CHARLES KRAUSE: Also in the coalition is MAFDAL the national religious party, which represents many of the Jewish settlers on the West Bank. Most of the settlers voted for Netanyahu and vehemently oppose any proposal that would limit construction of additional Jewish settlements in the occupied territories, or create a Palestinian state on the West Bank, which they call by its biblical name Judea and Samaria. Yehudit Tayar speaks for the settlers.
YEHUDIT TAYAR: We do continue to apply constructive pressure to the prime minister, that he realize and remember that the constituents who really worked so hard to elect him are owed his first loyalty.
CHARLES KRAUSE: And that, you're saying, is the settlers?
YEHUDIT TAYAR: Certainly the settlers. But it's not just the settlers. It's not just the Jews living in Judea, Samaria, and Gaza; it's over half of the country who believed that Oslo was leading us into an abyss, that we were going to crash there and basically have a disaster.
CHARLES KRAUSE: Shoval says Netanyahu cannot ignore this kind of political pressure.
ZALMON SHOVAL: Who was it who said all politics is local? Tip O'Neil, I think. That, you know, that applies to Israel too. It doesn't apply so much to the Arab countries because they don't have a democracy. They don't have--they have public opinion but governments don't usually have to reckon with that.
Judging the will of the people.
CHARLES KRAUSE: But public opinion polls in Israel showed that a majority of Israelis would be willing to give the Palestinians a state of their own if they would guarantee Israel's security. David Landau says the prime minister hides behind the political argument because what he really believes is that the West Bank should remain a part of Israel.
DAVID LANDAU: If he wanted to make peace or make progress towards peace, and he lacked votes in the Knesset from the right wing of his coalition, he could confidently rely on the opposition, on the Labor Party to supply those votes. That's why I say it's just a pretext. It's just a fallacious argument that he makes. I can't move because of my coalition. The Labor Party has said to him, if you move, we'll support you arithmetically in parliament; we will not let you fall for doing things we support.
CHARLES KRAUSE: Bar-Ilan agrees that coalition politics is not the reason the peace process is at a standstill.
DAVID BAR-ILAN: To worry about Netanyahu's internal politics within the coalition is really not called for at all. I think that Mr. Netanyahu can handle that very well. All he's saying is that if we have to reach some kind of an agreement, let it be an agreement on the major fundamental issues.

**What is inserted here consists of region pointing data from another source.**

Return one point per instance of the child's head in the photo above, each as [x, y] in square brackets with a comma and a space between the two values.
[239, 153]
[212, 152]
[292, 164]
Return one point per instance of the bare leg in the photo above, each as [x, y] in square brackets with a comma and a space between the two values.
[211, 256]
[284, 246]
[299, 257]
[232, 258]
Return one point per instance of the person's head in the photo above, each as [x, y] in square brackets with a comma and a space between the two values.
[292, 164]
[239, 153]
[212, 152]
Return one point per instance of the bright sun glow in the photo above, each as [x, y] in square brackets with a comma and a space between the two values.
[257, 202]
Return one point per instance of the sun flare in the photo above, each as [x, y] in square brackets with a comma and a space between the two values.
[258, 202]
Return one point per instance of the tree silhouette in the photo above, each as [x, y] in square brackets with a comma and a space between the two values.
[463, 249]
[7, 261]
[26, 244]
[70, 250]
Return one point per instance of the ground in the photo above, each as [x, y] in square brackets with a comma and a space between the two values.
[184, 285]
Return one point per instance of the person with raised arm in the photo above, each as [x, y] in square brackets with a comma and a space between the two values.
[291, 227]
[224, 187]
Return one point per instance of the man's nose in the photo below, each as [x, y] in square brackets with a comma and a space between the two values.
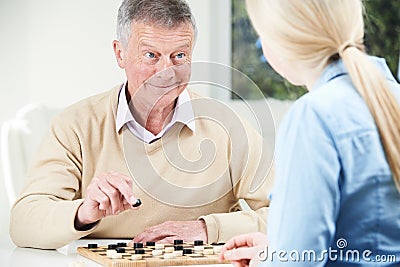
[166, 69]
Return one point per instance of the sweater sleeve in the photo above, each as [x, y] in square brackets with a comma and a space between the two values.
[252, 179]
[51, 195]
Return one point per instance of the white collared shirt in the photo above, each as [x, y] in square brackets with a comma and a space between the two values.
[183, 113]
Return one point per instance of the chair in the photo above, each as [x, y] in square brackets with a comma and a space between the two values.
[20, 138]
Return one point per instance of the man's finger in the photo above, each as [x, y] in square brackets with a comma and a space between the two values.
[123, 186]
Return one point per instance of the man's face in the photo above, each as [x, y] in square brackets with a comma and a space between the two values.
[157, 62]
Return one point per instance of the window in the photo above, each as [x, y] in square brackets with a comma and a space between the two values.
[382, 39]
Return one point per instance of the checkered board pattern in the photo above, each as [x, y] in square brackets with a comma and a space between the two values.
[120, 255]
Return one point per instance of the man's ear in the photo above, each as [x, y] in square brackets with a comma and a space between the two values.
[119, 53]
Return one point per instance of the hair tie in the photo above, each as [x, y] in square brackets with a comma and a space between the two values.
[344, 46]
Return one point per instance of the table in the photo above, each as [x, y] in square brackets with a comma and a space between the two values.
[10, 255]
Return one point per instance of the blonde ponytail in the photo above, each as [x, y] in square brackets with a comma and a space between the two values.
[382, 104]
[316, 32]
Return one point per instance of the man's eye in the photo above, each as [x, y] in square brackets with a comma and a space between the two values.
[150, 55]
[180, 56]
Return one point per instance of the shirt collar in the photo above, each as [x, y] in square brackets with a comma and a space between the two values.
[338, 68]
[183, 112]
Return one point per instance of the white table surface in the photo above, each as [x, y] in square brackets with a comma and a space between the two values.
[10, 255]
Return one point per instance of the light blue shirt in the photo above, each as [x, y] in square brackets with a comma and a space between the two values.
[334, 190]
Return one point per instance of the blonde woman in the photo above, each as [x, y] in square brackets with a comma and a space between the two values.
[336, 201]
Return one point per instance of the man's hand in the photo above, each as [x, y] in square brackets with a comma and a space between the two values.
[107, 194]
[167, 232]
[243, 250]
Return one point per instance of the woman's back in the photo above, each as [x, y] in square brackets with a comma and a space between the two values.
[334, 187]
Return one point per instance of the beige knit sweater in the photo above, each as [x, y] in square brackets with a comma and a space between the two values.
[83, 143]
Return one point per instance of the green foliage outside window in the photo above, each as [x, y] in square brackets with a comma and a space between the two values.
[382, 39]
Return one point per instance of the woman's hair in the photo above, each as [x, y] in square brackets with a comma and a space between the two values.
[316, 32]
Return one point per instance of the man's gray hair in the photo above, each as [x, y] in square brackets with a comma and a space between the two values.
[163, 13]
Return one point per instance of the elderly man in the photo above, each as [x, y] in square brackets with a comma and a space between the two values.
[106, 152]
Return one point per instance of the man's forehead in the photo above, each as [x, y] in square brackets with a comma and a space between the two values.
[183, 29]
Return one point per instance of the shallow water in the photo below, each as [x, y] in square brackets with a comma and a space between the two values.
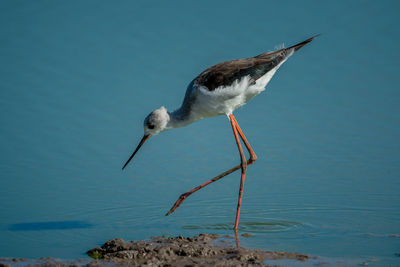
[77, 79]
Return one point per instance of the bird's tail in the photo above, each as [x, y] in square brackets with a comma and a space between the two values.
[300, 45]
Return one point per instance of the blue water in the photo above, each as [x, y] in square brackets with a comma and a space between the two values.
[77, 79]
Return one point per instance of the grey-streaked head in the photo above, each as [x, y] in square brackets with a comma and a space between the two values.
[154, 123]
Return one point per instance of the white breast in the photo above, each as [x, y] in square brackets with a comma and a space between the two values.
[225, 99]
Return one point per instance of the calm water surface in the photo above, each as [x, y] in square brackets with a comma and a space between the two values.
[77, 79]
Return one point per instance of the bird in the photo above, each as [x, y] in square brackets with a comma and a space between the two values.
[220, 90]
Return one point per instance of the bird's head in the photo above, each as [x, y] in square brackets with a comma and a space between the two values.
[155, 123]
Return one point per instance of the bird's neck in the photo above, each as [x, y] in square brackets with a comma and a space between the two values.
[179, 118]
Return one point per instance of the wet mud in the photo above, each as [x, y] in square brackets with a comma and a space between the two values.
[202, 250]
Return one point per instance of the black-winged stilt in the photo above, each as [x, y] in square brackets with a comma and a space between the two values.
[219, 90]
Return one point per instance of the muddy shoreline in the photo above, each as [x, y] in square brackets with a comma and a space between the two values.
[201, 250]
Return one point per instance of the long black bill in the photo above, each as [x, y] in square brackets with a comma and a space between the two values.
[144, 139]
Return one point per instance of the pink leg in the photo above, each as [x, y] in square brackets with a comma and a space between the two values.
[243, 166]
[251, 160]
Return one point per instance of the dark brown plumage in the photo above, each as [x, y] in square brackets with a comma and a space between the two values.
[225, 73]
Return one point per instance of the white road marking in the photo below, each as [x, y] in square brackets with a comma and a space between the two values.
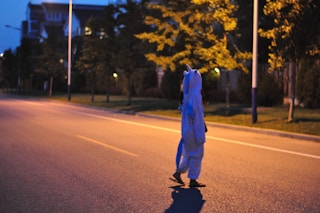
[107, 146]
[208, 137]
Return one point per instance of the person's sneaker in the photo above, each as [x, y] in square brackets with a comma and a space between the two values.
[194, 183]
[177, 178]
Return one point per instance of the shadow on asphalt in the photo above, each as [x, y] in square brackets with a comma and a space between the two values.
[185, 200]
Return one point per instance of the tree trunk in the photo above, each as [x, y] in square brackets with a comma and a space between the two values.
[51, 82]
[227, 94]
[293, 92]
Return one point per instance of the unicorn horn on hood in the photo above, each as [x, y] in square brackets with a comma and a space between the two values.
[188, 68]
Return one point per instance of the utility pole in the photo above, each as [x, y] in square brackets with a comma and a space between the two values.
[69, 49]
[255, 62]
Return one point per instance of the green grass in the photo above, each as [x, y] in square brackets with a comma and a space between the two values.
[306, 121]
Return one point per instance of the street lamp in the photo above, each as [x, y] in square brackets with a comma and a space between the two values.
[254, 62]
[69, 49]
[19, 58]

Netanyahu calls for skipping over several interim steps called for by the Oslo agreements.
CHARLES KRAUSE: To end the current stalemate Netanyahu has proposed that the Palestinians and Israel skip over several interim steps called for by the Oslo agreements. Instead, he proposes that the two sides go straight to so-called final status negotiations over Jerusalem, the settlements, and a Palestinian state in Gaza and the West Bank. It's an audacious plan that reportedly is being discussed this week in Washington. But Shoval says a bold last-ditch effort is the only hope.

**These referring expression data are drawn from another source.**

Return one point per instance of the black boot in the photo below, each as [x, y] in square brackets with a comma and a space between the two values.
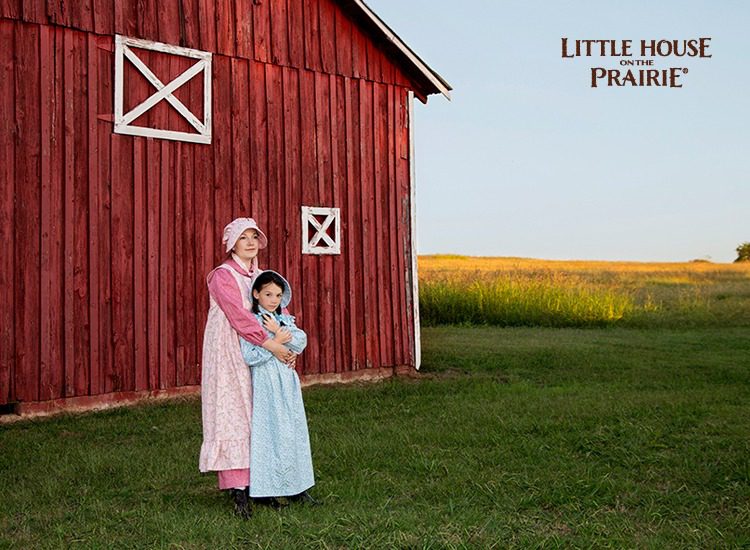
[305, 498]
[242, 505]
[273, 502]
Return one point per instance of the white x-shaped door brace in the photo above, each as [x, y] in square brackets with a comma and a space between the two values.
[331, 244]
[123, 121]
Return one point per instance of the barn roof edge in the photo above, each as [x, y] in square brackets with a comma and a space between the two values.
[437, 82]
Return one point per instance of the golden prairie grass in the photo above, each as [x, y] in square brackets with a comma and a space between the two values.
[520, 291]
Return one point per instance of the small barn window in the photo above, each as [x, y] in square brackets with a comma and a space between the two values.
[321, 230]
[124, 121]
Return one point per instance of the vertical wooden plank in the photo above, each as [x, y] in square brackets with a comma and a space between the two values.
[404, 184]
[274, 94]
[164, 252]
[279, 33]
[50, 382]
[325, 275]
[312, 36]
[207, 25]
[262, 31]
[382, 233]
[92, 87]
[80, 250]
[293, 195]
[105, 100]
[185, 278]
[396, 258]
[126, 17]
[122, 263]
[343, 31]
[148, 20]
[166, 276]
[372, 314]
[244, 25]
[225, 33]
[259, 147]
[69, 212]
[168, 13]
[222, 143]
[140, 265]
[338, 163]
[56, 13]
[27, 203]
[241, 136]
[10, 9]
[206, 237]
[351, 225]
[34, 11]
[7, 216]
[103, 15]
[189, 31]
[81, 14]
[154, 254]
[389, 70]
[310, 307]
[295, 33]
[328, 37]
[374, 71]
[179, 320]
[359, 53]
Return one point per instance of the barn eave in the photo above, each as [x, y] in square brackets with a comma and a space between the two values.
[428, 80]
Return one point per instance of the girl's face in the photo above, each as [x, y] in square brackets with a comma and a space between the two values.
[269, 296]
[247, 245]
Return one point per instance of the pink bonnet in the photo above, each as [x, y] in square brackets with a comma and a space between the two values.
[236, 228]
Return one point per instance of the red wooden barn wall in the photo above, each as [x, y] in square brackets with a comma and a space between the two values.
[107, 238]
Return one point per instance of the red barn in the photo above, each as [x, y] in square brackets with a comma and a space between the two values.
[133, 131]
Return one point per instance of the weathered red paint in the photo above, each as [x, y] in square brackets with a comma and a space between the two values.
[108, 238]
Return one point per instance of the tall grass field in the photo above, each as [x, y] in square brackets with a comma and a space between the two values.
[559, 405]
[524, 292]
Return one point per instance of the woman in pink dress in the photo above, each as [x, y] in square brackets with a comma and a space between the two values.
[226, 391]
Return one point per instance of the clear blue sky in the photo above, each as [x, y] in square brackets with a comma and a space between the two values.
[528, 160]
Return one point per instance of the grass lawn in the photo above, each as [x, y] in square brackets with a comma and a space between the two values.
[525, 437]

ZALMON SHOVAL: The moment the first bomb exploded in a Jerusalem bus, and then a second bomb and a third bomb, people I think lost faith--Israelis anyway--lost faith in Oslo. And the Palestinians, too, if I may speak for them, were frustrated because they were promised all sorts of things which didn't realize, which couldn't be realized; economic betterment, political advancement, and so on. I think what has to happen now is for the sides to sit down and see how we can change the formula, how we can adapt the formula in order really to give a new chance for the peace process.
CHARLES KRAUSE: But given the history of the Israeli-Palestinian relationship and the current mood of suspicion and distrust on both sides, finding yet another formula for peace may prove to be extremely difficult.